Peter Sinclair writes at Climate Denial Crock of the Week:
I’m shouting this wherever I go. There is a revolution in energy production technology happening right now – it will be as disruptive to the utility industry as the internet has been to the communication industry. If states, utilities, and regulators don’t develop coherent strategies very soon to cope with unprecedented change, we are going to see a major economic train wreck within the decade over much of the country.
For years, power companies have watched warily as solar panels have sprouted across the nation’s rooftops. Now, in almost panicked tones, they are fighting hard to slow the spread.
Alarmed by what they say has become an existential threat to their business, utility companies are moving to roll back government incentives aimed at promoting solar energy and other renewable sources of power. At stake, the companies say, is nothing less than the future of the American electricity industry.
According to the Energy Information Administration, rooftop solar electricity — the economics of which often depend on government incentives and mandates — accounts for less than a quarter of 1 percent of the nation’s power generation.
And yet, to hear executives tell it, such power sources could ultimately threaten traditional utilities’ ability to maintain the nation’s grid.
“We did not get in front of this disruption,” Clark Gellings, a fellow at the Electric Power Research Institute, a nonprofit arm of the industry, said during a panel discussion at the annual utility convention last month. “It may be too late.”
Advocates of renewable energy — not least solar industry executives who stand to get rich from the transformation — say such statements are wildly overblown. For now, they say, the government needs to help make the economics of renewable power work for ordinary Americans. Without incentives, the young industry might wither — and with it, their own potential profits.
The battle is playing out among energy executives, lawmakers and regulators across the country.
Rooftop solar is helping Colorado families, schools and businesses take charge of their power supply and electricity bills like never before. This private investment in rooftop solar is helping build a cleaner, safer and more resilient energy supply for all Coloradoans. But the state’s largest power provider, Xcel Energy, is apparently not too happy about it.
The Colorado arm of Xcel just proposed a plan that could soon make solar a bad deal for customers in its service territory. Xcel is attempting to try to roll back the state’s successful net metering policy, which allows solar customers to get credit on their energy bills for power they deliver to the grid. If you live in Colorado, help us speak out against this utility power grab!
This is becoming a familiar story: utilities are using rate design proposals to downgrade the customer economics of going solar in an attempt to prevent more of their customers from being able to generate their own power. Instead of engaging in a thoughtful conversation about how the solar industry and Xcel can work together to make rooftop solar an important and a more valuable part of their power supply mix, Xcel is simply trying to get rid of what they see as competition – customer generated solar power. We hope that they will change their tune and sit down at the table for a real conversation.
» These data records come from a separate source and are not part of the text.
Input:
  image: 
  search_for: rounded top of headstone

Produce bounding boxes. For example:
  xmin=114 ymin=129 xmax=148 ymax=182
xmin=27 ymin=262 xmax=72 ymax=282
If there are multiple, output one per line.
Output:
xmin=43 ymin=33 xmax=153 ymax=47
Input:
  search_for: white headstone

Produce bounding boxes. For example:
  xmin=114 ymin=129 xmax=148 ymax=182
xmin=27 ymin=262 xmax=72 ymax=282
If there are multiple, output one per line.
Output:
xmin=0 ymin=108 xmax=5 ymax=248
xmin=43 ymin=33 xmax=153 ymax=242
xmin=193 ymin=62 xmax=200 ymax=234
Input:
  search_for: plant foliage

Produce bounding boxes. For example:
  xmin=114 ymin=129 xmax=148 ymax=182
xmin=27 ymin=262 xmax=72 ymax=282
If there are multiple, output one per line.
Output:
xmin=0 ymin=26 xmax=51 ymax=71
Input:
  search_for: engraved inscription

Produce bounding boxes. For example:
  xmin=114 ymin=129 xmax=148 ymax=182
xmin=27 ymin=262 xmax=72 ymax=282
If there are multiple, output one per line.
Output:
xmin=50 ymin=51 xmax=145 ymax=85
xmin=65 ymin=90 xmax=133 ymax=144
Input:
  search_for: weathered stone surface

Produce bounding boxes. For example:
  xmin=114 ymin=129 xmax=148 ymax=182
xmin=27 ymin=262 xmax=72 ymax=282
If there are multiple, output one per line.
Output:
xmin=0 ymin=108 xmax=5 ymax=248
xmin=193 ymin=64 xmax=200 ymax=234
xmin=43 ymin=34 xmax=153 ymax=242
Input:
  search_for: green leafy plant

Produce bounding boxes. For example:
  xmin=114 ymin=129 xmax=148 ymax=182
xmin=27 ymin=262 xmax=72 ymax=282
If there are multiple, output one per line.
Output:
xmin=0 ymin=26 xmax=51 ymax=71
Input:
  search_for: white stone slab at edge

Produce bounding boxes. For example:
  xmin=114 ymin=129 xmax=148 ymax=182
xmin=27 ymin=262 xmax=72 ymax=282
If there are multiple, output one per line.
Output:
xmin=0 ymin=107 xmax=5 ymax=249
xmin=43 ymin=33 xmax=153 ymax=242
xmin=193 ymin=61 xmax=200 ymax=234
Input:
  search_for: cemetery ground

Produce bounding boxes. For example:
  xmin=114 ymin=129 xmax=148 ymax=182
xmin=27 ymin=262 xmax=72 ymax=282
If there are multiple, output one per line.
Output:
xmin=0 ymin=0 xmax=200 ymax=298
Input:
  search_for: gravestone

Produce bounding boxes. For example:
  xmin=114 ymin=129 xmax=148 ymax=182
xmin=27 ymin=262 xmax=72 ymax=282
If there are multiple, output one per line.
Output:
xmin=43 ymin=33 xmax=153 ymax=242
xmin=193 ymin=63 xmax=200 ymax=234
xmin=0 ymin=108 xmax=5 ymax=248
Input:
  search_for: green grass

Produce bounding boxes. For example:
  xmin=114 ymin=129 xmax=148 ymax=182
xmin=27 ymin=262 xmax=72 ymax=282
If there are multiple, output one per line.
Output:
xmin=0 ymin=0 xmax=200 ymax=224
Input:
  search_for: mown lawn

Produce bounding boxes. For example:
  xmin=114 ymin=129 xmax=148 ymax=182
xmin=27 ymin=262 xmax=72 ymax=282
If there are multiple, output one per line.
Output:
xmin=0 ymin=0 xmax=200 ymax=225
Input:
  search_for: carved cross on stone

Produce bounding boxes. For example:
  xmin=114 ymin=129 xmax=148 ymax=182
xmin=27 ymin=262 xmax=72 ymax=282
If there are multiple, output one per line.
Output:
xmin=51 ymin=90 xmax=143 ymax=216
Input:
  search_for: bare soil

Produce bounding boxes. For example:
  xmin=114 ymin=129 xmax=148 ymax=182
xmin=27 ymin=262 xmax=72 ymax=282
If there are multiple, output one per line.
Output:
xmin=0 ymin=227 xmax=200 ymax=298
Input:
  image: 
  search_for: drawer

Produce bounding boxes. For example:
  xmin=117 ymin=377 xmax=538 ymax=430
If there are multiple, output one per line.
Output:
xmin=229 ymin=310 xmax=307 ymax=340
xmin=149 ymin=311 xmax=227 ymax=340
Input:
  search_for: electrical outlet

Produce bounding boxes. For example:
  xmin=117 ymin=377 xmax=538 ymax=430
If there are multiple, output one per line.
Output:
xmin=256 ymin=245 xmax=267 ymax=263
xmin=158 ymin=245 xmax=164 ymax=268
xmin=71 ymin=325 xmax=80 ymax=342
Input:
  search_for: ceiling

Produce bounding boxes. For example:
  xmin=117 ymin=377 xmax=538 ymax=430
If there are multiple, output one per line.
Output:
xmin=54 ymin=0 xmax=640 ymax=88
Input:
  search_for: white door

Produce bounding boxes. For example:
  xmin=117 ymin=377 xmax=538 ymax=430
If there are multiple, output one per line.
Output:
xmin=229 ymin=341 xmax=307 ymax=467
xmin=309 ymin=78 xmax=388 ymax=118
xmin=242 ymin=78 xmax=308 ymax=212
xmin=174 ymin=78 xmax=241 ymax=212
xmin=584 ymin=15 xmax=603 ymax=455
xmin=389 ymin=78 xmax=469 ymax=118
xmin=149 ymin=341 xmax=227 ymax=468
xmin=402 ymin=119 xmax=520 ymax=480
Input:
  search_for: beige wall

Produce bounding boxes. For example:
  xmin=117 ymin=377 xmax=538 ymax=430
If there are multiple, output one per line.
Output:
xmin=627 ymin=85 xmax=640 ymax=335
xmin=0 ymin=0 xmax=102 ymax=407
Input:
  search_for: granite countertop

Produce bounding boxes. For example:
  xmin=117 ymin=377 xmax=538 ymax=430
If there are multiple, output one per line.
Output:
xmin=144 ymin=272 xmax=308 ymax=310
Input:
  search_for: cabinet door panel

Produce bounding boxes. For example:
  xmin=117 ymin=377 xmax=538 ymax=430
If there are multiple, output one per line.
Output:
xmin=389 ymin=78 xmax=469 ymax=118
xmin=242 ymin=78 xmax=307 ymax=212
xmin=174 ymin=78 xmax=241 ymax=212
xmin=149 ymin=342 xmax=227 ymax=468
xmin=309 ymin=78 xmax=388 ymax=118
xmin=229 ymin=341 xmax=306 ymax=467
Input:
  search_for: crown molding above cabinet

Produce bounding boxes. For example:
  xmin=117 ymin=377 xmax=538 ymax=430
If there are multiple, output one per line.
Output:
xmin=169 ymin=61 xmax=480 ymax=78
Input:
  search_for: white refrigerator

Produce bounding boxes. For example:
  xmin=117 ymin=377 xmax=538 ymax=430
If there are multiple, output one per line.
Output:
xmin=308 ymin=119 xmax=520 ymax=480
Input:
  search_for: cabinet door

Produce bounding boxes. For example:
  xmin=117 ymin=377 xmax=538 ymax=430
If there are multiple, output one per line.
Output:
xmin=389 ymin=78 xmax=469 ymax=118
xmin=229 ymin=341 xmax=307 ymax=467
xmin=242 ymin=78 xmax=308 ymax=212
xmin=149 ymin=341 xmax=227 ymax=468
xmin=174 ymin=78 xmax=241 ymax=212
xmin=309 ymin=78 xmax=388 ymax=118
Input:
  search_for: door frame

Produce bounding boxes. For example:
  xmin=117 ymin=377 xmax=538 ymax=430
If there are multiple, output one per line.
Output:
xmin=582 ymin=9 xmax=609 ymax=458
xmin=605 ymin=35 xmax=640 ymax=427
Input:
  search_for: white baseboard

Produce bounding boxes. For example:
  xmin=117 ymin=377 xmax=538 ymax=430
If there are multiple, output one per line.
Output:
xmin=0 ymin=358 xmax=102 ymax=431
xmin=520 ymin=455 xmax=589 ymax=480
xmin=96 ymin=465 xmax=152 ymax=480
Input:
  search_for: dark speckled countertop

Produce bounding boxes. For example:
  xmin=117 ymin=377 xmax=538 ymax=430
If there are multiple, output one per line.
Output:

NYT reports that from 2010 to 2012, the amount of solar installed each year has increased by 160 percent.
At present, 43 states, the District of Columbia and four territories offer incentives for renewable energy in some form or another.
Solar proponents add that solar customers deserve payment and incentives for their efforts because making more power closer to where it is used (when resold to local utility companies) can alleviate stress on the grid — making it reliable. It also helps utilities by relieving them from having to build infrastructure and sizable generators.
However, utility companies feel differently. Their argument is that solar customers, at some point, may stop paying for electricity, which means they also stop paying for the grid. This shifts the costs to other non-solar customers.
According to California’s three major utility companies, they could lose as much as $1.4 billion in annual revenue to solar customers when the state’s subsidy program fills up to full capacity. This means that about 7.6 million non-soalr customers would have to make up for that, paying as much as $185 per year each.
This leads to something utility companies call the “death spiral.” This refers to the costs being shifted to non-solar customers, and because of this burden, they switch to solar-powered rooftops — making utility companies’ troubles even worse.
For that reason, utilities have requested that lawmakers limit those who can participate in such programs, including net metering.
Some utility companies are adding rooftop solar to their services, such as Dominion in Virginia. But not all are willing to adapt, and while solar still only amounts to a small percentage of power generation in the U.S., it seems utilities are looking to prevent the renewable energy emergence from spreading.